Especially if this is your first time buying a saxophone, and you are not sure what to look for, comparing both instruments can give you a visual checklist of what it should look like.
As with every decision process, there are always pros and cons about getting yourself a used sax, so anything that helps make this decision smoother is a plus.
13. Solid build and not bent
Any misalignment of a sax, including bends, may impact the sound it produces affecting its intonation. Good news is that this may be fixed by a technician.
If the instrument is bent, it can cause the keys to jam or misalign the tone holes. But, the performance of a sax depends on the adjustment of the mechanism, not the straightness of the sax.
Take into consideration that if you decide to have a bent sax straightened there’s the risk of stretching the metal and this may result in slightly oval tone holes, and this may become a different problem on its own.
14. Sound - how should a sued saxophone sound?
The way the sax sounds to you it’s what really matters. Imperfections can usually be corrected or may not even be important, but the way the instrument makes you feel is what really drives you to decide.

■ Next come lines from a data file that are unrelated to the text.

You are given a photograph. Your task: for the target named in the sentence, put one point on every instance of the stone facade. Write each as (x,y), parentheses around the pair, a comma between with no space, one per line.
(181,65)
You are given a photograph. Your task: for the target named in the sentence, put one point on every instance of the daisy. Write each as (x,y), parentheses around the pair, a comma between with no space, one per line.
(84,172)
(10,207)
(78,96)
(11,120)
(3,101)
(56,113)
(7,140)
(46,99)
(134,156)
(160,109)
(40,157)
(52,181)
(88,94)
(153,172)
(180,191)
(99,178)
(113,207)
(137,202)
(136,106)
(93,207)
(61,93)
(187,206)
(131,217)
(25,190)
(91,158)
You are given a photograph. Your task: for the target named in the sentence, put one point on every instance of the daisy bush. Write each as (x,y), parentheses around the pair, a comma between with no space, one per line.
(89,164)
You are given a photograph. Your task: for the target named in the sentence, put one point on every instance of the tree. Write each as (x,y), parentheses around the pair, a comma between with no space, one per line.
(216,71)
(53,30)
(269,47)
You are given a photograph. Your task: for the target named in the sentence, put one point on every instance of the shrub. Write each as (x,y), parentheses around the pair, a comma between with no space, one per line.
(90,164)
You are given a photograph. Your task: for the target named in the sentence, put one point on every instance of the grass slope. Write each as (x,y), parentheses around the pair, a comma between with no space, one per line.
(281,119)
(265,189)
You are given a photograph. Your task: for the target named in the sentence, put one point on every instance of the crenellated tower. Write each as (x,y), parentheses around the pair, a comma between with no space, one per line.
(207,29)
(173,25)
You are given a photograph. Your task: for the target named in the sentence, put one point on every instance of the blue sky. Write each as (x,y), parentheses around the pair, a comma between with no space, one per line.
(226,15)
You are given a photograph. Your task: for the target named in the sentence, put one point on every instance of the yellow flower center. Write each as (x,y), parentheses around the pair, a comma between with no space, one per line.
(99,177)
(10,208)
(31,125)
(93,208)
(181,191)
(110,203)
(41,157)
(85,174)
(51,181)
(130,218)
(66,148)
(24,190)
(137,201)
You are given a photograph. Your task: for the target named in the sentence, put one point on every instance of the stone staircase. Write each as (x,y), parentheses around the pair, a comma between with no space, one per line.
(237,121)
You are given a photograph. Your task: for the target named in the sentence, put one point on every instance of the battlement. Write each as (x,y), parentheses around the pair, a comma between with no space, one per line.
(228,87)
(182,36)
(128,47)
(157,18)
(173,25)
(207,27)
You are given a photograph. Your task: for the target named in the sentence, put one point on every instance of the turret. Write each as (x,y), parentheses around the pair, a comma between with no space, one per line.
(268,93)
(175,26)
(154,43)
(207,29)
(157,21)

You can bring someone who knows how a sax should sound, like a sax player or a tech, to get their opinion on the sound with objectivity, because your opinion can be biased by a lot of aspects such as its appearance or price tag.
Remember you are making an investment and should always get your money’s worth.
15. Price - how much cheaper should a sax be when it's older?
The best reason for buying a used Saxophone is the price. If the instrument is in good condition, regardless of how old it is or the skill level you want, you will for sure get a better deal.
The average quality saxophone price starts at around $800.00 – $2,700.00 for a beginner, $2000.00 – $3,000.00 for intermediate and $3,000.00 or more for pro-level.
Used saxophones for sale on the internet can be found at half the price, and in some cases lower.
If you are buying in a pro shop, it will be a bit pricier, but you will have more options and can try them out beforehand.